Abstract

Pembrolizumab, an anti-programmed death 1 monoclonal antibody, underwent a rapid clinical development program for the treatment of patients with malignancies in parallel to the development of a companion diagnostic for detecting programmed death ligand 1 (PD-L1) expression, which was considered to be a likely biomarker for response and cancer outcome. When investigating outcomes in patients with non-small cell lung cancer (NSCLC) treated with pembrolizumab, PD-L1 tumor proportion score (TPS) was initially identified as a marker of clinical efficacy, with a cutoff of ≥ 50%. This threshold was later reduced to TPS ≥ 1%, which demonstrated that pembrolizumab offered a clinical benefit in a broader population of patients with PD-L1-expressing tumors.

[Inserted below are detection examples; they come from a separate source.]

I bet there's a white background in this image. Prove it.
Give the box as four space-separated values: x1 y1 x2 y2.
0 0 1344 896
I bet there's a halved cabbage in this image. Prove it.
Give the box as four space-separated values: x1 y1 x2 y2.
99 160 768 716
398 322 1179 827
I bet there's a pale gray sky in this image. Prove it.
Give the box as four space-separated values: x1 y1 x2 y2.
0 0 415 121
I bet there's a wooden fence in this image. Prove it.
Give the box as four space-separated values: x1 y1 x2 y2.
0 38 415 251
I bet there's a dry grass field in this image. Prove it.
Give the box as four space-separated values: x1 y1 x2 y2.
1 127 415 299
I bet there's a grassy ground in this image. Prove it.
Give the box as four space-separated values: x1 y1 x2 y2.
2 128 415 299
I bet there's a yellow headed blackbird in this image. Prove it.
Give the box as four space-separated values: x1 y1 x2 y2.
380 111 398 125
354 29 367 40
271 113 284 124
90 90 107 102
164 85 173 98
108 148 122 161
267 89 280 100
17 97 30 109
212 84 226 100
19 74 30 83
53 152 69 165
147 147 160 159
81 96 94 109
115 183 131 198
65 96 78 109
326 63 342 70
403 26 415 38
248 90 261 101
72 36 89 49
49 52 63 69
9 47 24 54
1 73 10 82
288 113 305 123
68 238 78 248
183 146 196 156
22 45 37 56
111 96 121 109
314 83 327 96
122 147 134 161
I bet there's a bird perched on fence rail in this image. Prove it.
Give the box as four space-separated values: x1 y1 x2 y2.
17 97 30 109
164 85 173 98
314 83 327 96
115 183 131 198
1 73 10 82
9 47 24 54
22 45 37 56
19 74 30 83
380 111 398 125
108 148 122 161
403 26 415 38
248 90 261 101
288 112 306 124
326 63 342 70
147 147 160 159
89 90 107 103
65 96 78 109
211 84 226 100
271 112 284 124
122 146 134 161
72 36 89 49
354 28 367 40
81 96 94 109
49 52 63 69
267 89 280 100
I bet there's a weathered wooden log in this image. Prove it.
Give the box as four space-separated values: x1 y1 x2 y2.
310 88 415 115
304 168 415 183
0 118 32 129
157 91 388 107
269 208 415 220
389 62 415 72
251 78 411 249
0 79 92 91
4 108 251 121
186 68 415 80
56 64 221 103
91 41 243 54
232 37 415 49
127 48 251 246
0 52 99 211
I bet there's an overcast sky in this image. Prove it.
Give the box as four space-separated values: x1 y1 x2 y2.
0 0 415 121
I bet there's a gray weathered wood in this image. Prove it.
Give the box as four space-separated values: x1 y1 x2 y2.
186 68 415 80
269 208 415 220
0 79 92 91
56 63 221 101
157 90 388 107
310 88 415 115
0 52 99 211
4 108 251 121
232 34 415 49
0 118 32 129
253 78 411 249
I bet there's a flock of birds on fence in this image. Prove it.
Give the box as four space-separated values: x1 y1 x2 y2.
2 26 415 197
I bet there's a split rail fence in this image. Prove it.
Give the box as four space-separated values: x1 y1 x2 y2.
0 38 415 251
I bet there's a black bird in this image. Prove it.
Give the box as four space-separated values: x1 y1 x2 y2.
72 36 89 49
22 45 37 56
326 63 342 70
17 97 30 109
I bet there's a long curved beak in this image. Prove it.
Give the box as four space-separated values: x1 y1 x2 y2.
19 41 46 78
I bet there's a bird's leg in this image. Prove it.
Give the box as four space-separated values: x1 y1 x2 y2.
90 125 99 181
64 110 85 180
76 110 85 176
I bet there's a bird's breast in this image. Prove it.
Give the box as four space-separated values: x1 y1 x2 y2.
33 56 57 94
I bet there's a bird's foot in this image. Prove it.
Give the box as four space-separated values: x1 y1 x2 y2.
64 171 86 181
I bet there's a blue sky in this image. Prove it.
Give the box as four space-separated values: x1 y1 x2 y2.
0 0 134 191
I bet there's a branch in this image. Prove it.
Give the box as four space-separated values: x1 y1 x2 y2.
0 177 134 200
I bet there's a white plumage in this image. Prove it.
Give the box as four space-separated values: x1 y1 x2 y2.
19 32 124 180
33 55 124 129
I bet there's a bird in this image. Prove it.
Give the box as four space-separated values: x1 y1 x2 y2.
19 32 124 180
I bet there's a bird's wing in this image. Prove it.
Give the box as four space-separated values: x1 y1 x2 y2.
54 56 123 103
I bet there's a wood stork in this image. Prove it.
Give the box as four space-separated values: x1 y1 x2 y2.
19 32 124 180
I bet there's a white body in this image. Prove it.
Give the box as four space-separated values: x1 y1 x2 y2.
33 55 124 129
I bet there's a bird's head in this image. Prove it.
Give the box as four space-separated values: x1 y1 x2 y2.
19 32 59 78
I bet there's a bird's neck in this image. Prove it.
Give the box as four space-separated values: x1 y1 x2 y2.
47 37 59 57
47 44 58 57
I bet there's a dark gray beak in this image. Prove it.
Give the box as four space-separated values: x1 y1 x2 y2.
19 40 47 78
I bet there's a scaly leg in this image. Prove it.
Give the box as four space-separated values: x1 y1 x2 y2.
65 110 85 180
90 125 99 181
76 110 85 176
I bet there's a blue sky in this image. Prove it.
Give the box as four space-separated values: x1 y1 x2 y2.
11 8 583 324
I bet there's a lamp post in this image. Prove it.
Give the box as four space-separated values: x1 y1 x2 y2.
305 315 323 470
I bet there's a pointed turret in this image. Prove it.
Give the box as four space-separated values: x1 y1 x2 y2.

As new evidence emerged, it also became clear that immune cell PD-L1 expression has an important role in predicting tumor response in patients treated with pembrolizumab; the combined positive score (CPS), which accounts for both tumor and immune cell PD-L1 expression, was then applied in clinical studies for indications outside of NSCLC. This review summarizes the outcomes of landmark studies in the KEYNOTE clinical development program that investigated the efficacy of pembrolizumab in patients with a variety of malignancies, the relative outcomes when patients were stratified by PD-L1 status, and how these observations have influenced the approved indications for pembrolizumab.